Fig. 6: Targeted expression of a non-phosphorylatable mutant of NUMB reduces HCC development induced by alcohol-HCV synergism mouse model.

a Non-phosphorylatable mutant of NUMB (named as NUMB-3A) was generated by serine-to-alanine substitutions of three NUMB phosphorylation sites. b The experimental strategy of tamoxifen-inducible Cre-mediated NUMB-3A expression using Alb::CreERT2; NUMB3A^LSL;NS5A mice. c Incidence of liver tumor (upper left panel), ratio of tumor mass/liver weight (%) (upper middle panel) and liver tumor pictures (upper panel, right) of the four groups of mice was decreased in Alb::CreERT2; NUMB3A^LSL;NS5A mice with Ethanol WD. The visible tumors were measured at the indicated days. Error bars represent ±SEM (n = 3). p Values are shown from a chi-square test *p = 0.0003773 (chi-square test). H&E staining for mouse tumors (bottom left panel).

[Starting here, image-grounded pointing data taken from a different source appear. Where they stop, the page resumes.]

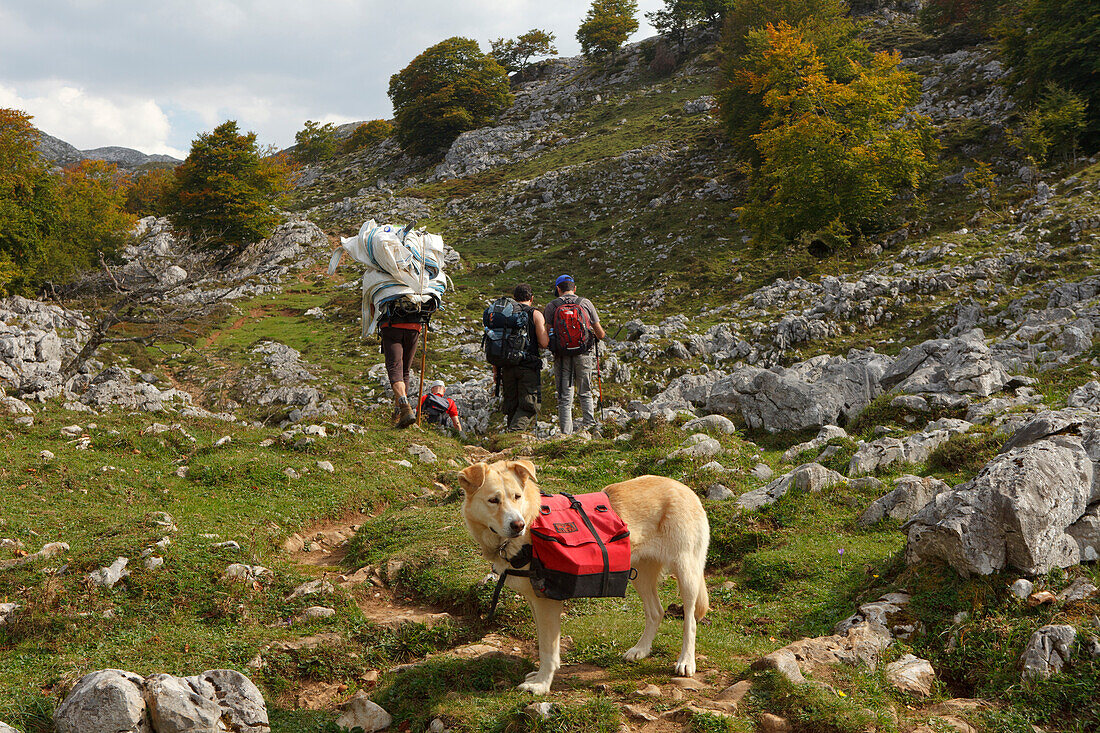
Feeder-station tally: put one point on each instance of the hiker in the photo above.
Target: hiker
(515, 332)
(399, 337)
(574, 329)
(438, 408)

Immunofluorescence staining of Vimentin and AFP in tumor tissues (bottom right panel). Scale bar, 30.32 μm. The representative pictures are shown from three independent experiments. d (top) The percentage of CD133+ TICs in tumor cells is compared among the four different genotypes of mice. (bottom) Tumor volume kinetics of TIC-derived tumors. The percentage of TICs of tumor cells were calculated as mean ± SD (n = 3). p-Values by two-tailed paired t test. *p = 0.022474 (Student’s t test). e (left) Immunoblots of tumor cell lysates isolated from hepatocyte-specific expression of NUMB-3A mice. (right) Schematic presentations of LPS-activated TLR4 inducing NANOG mediated NUMB phosphorylation for p53 loss and TIC self-renewal, and of NUMB-3A-antagonism of this pathway. f Micro-CT imaging and texture-based VRT were reduced tumor size and tumor volume. The bar graph shows changes in tumor volume before and after the aPKCζ inhibitor. Error bars represent ±SEM. p-Values by two-tailed paired t test. *p = 0.00654 (aPKCζ inhibitor; before vs after treatment), *p = 0.00095 (after treatment; vehicle vs aPKCζ inhibitor) (Student’s t test). g Τhe aPKCζ inhibitor treatment reduced liver tumors spontaneously developed in HCV NS5A Tg mice fed alcohol Western diet as shown by ultrasound sonography. h Immunoblots of tumor cell lysates isolated from NS5A Tg mice fed alcohol WD of the aPKCζ inhibitor vs vehicle. i Summary of oncogenic pathways. NUMB phosphorylation and TBC1D15 are mutually required for liver tumorigenesis. Source data are provided as a Source Data file.